The application is supported by the affidavit of Mr. Tweheyo Batega the Applicant’s then Deputy Chief Administrative Officer and supplementary affidavit of Dr. Mucunguzi William the Applicant’s District Health Officer and the grounds are;
- That the Respondent was sometime back interdicted, but later the interdiction was lifted shortly.
- That the Respondent herein had previously filed an application for judicial review which was granted.
- That Court in the above application ordered that the Respondent’s salaries and dues be paid and reinstated.

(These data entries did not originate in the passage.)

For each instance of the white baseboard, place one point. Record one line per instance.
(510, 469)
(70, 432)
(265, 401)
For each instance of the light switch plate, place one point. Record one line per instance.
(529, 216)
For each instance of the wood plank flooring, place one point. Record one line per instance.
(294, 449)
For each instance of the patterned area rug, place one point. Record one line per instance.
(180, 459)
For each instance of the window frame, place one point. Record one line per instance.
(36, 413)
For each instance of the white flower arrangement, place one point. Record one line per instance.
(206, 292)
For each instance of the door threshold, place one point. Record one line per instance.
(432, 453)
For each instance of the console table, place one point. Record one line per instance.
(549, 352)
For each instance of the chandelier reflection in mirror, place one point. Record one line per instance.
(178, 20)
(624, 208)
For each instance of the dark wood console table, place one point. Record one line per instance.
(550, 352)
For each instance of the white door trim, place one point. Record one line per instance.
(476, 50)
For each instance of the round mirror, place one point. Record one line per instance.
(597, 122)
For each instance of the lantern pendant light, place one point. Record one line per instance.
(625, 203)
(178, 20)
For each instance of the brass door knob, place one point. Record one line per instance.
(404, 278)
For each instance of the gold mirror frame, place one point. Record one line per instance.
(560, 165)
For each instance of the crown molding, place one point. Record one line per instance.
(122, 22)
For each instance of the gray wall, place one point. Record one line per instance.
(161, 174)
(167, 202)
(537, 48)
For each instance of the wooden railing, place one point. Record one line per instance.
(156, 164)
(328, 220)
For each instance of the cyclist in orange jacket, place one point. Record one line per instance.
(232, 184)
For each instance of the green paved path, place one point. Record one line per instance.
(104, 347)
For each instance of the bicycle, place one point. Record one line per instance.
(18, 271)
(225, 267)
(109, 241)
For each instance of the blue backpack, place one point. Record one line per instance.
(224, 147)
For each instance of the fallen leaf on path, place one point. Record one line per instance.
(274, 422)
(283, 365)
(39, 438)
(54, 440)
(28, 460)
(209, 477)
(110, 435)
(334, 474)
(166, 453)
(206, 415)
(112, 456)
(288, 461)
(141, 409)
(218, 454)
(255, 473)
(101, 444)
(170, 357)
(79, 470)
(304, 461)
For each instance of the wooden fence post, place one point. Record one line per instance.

- That the Respondent has never come to fill the relevant pay change forms as required by and the two parties have never agreed to part ways amicably.
- That the Respondent had recently applied for garnishee proceedings exparte in issue herein, at the back of and without the knowledge of the Applicant herein, in total bad faith, prematurely, irregularly and in breach of the governing laws.
- That the Respondent had secured garnishee orders nisi exparte, based on garnishee proceedings that were premised on misrepresentation, connivance and illegalities at law, which cannot be condoned.
- That the said garnishee orders nisi have paralysed the Applicants official business greatly undermined Government programmes such as immunisation against deadly diseases which put at risk the lives of children and other community members.
- That there is sufficient cause to grant the application herein and the Applicant has a good defence against the said garnishee proceedings.
- That this is a proper case for the grant of the orders sought.
- That if this application is not granted, the Applicant would suffer irreparably.
- That it is just and equitable and in the interest of justice that the status quo be maintained until the main application is heard and determined.
The Application was opposed by the Respondent through his affidavit. And a rejoinder was made by Nuwamanya Didas.
Counsel Nibareema Mwebaze Grace for the Applicant and Counsel Cosma Kateeba for the Respondent. By consent both parties agreed to file written submissions.
- Whether the present application is a proper case for setting aside the exparte orders?
- Whether the present application is proper case for the grant of orders for stay of execution, vacation of the previous execution orders and restitution orders and restitution of the Applicant’s bank account?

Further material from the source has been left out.